Late-onset CCHS (LO-CCHS) is diagnosed in adults who present with signs of central alveolar hypoventilation. They are at risk for polycythemia and pulmonary hypertension. Most adults with LO-CCHS carry a smaller expansion in PHOX2B when compared with infants with classic CCHS, but NPARMs have also occasionally been reported [1, 2, 5, 9].
HSCR is a developmental disorder of the enteric system that is characterized by aganglionosis in the distal colon causing bowel obstruction. It occurs in approximately one out of every 5000 live births . It generally presents as a failure to pass meconium as a neonate or, later in childhood, as chronic constipation, abdominal distension and emesis. Although HSCR can arise as an isolated finding, it can also be an associated feature in 16% to 50% of cases of CCHS [1, 4, 6, 7, 10].
CCHS is an autosomal dominant disorder caused by mutations in the PHOX2B gene on chromosome 4 [1, 3]. This gene was originally identified in mice with abnormalities of the autonomic nervous system.
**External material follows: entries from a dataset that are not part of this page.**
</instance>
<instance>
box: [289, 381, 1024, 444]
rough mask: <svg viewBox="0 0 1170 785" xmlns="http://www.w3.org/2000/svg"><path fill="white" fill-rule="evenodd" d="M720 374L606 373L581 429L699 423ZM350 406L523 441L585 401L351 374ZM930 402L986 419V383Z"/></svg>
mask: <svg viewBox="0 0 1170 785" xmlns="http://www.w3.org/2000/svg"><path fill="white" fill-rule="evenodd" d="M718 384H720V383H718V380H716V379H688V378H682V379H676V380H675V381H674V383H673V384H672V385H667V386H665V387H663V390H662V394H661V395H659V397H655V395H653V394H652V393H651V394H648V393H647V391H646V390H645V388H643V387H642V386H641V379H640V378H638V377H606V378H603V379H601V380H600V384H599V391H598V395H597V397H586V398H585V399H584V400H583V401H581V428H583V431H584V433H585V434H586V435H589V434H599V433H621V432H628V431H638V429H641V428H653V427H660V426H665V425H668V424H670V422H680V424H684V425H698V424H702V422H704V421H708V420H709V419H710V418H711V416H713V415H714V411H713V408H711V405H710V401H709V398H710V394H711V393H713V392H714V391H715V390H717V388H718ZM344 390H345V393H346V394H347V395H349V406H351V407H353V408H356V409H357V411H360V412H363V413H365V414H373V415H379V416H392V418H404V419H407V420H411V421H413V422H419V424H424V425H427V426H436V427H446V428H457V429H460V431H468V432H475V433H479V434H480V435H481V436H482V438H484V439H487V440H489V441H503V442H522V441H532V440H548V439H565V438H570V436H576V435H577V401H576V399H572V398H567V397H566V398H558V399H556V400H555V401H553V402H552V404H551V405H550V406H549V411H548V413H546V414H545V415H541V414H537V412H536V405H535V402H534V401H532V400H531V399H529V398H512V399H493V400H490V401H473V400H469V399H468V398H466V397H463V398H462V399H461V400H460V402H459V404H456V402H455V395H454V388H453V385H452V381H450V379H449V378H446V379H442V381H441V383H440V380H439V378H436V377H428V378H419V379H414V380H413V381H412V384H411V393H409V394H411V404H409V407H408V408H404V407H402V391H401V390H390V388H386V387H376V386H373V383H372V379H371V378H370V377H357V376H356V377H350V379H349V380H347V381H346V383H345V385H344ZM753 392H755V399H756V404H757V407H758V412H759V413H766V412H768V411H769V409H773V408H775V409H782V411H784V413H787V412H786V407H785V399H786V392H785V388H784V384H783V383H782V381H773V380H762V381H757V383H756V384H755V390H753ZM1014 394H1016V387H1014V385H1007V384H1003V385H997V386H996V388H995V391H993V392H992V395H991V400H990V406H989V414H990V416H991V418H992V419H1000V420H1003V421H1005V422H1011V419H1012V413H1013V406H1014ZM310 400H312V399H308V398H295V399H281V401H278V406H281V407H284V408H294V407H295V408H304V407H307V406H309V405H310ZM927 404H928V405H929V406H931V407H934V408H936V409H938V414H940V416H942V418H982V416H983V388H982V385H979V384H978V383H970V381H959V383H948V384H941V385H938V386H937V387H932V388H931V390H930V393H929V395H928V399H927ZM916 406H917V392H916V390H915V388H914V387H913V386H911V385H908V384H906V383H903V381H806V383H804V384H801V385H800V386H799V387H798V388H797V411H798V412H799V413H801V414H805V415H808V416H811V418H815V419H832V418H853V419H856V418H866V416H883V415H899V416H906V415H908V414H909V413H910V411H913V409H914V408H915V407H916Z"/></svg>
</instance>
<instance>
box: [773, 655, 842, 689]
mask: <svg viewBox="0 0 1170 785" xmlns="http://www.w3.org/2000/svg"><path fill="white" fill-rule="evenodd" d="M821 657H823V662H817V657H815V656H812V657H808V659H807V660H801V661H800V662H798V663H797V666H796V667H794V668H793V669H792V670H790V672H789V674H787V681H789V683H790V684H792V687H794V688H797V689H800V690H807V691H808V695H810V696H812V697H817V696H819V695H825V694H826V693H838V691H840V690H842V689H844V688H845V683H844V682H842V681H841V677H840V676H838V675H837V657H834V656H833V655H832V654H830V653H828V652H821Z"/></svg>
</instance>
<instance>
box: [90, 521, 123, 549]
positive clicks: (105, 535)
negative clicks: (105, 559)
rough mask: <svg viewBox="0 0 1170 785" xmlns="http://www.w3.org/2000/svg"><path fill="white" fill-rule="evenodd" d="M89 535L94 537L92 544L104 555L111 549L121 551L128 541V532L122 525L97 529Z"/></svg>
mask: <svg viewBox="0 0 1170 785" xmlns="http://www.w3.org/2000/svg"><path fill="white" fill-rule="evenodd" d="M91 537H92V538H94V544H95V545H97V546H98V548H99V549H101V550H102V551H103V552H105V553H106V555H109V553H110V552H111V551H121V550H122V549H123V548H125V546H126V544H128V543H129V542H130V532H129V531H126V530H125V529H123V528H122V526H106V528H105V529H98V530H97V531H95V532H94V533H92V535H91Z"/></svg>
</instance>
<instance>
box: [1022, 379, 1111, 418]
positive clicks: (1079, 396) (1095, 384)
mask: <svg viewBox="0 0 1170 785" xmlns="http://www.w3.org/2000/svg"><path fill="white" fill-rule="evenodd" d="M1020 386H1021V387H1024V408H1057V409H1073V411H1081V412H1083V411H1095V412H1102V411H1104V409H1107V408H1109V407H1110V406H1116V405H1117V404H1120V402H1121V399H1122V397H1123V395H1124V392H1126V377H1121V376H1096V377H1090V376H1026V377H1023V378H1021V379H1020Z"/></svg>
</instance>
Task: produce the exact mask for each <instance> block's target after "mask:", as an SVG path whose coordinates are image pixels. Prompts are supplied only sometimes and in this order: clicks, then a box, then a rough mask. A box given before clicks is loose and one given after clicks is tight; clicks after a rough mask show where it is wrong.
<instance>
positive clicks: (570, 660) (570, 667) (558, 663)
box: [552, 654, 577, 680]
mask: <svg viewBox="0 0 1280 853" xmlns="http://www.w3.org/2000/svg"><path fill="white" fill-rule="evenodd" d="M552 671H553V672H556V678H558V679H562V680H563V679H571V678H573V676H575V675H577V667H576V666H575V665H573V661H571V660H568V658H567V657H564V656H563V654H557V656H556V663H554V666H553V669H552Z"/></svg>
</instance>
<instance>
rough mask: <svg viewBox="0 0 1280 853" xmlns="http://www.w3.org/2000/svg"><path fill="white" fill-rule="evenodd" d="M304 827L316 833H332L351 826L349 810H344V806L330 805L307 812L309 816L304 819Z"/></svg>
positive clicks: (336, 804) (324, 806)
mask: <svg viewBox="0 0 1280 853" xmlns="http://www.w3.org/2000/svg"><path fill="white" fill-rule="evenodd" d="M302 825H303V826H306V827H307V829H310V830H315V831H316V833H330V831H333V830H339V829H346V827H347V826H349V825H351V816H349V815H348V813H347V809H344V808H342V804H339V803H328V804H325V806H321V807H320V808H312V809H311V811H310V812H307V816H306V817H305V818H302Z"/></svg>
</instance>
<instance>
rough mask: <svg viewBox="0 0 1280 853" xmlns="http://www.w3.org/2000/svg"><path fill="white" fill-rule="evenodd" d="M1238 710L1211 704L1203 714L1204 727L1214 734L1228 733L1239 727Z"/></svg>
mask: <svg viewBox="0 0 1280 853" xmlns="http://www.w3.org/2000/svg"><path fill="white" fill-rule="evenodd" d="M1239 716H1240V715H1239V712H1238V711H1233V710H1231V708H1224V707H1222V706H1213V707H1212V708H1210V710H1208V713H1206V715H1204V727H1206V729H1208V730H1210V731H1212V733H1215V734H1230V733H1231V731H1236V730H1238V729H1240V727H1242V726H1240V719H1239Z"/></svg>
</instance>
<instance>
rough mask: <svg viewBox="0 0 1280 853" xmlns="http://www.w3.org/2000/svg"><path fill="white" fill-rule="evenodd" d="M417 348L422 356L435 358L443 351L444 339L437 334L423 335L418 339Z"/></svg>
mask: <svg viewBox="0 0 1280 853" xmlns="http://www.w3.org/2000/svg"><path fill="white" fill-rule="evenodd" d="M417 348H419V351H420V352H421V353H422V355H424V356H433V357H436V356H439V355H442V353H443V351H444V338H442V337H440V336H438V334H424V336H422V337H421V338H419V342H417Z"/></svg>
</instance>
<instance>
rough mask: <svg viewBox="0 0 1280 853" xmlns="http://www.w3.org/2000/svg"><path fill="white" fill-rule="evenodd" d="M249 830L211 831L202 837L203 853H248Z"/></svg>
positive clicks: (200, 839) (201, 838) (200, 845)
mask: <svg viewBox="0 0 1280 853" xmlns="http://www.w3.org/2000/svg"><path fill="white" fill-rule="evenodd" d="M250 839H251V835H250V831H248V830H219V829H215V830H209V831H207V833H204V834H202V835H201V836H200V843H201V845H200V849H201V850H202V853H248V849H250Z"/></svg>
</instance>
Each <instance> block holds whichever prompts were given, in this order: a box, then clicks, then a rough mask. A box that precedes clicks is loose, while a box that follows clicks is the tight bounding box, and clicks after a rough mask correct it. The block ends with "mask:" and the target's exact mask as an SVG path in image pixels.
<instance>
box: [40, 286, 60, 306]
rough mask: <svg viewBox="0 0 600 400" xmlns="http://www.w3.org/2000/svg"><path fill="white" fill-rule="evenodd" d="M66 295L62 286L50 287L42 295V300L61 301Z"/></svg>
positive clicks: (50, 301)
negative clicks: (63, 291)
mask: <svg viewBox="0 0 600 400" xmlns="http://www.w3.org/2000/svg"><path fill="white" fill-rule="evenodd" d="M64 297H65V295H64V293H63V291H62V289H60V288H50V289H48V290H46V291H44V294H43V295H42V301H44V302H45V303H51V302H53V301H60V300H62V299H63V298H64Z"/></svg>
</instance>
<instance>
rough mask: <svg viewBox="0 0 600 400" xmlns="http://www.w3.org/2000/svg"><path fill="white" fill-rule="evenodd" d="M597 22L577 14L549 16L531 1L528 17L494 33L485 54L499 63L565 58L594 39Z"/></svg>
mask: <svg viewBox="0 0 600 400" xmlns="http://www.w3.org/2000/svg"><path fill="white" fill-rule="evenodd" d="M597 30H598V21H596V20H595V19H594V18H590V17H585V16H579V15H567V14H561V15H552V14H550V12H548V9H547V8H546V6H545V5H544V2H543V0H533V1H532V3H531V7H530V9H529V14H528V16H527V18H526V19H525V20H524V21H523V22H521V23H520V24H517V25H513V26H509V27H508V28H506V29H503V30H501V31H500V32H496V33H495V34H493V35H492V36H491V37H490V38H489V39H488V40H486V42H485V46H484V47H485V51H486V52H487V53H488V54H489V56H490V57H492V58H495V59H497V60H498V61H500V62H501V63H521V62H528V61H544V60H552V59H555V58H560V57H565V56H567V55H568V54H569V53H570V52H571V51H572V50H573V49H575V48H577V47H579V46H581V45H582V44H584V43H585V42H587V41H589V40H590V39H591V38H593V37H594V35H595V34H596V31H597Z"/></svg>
Most cases are associated with PARMs in exon three . Normal individuals carry a 20-alanine repeat sequence, while those with classic CCHS have expansions in the +5 to +13 range. Studies have demonstrated a direct correlation between the repeat number and disease severity. Individuals with small expansions (25 repeats) have LO-CCHS and rarely require ventilation, while those with larger expansions (27 to 33 repeats) often require continuous ventilatory support [1, 3–5]. Less common are the NPARMs (frameshift and nonsense mutations) in PHOX2B. These are commonly associated with a more severe clinical phenotype including the need for continuous ventilatory support, tumors of neural crest origin and HSCR . As with many autosomal dominant conditions, CCHS demonstrates variable expressivity and reduced penetrance. The family in our case was unusual in that most family members were relatively mildly affected and only identified later in childhood or as adults after the diagnosis was made in the proband (III-3), despite carrying an NPARM that is usually associated with more severe disease. This again confirms the highly variable clinical presentation for CCHS and the importance of sleep studies in apparently asymptomatic family members . Phenotypic differences previously described in monozygotic twins with CCHS suggest a role for non-genetic factors in clinical variability and disease severity . Reduced penetrance and variable expressivity has also been described in LO-CCHS [9, 13].
PHOX2B mutation carriers are at risk for chronic hypoventilation and arrhythmias and must be assessed and managed by specialists familiar with CCHS. The American Thoracic Society has issued a clinical policy statement on diagnosis and treatment of CCHS that is largely based on expert opinion . The primary goal of treatment is to ensure optimal ventilation and oxygenation through the use of mechanical assisted ventilation. Most individuals require at least nocturnal ventilation and some may need continuous ventilator support to avoid the long-term complications of chronic hypoxemia. In newborns and children, expert opinion recommends positive pressure ventilation via tracheostomy. In all cases, close monitoring is necessary to maintain normal oxygen levels for various activities and to minimize deleterious effects on cognitive development. Sedatives and central nervous system depressants should be avoided as they can depress ventilatory drive and, in the absence of ventilatory support, can lead to death.
Individuals with CCHS can survive to adulthood with appropriate management. The cause of death in individuals with CCHS relates to suboptimal ventilation, the use of substances that depress ventilatory control and cardiac arrhythmias. Screening recommendations for individuals with CCHS based on genotype are published . Presymptomatic and prenatal diagnostic testing are available in instances where the disease-causing PHOX2B mutation has been identified.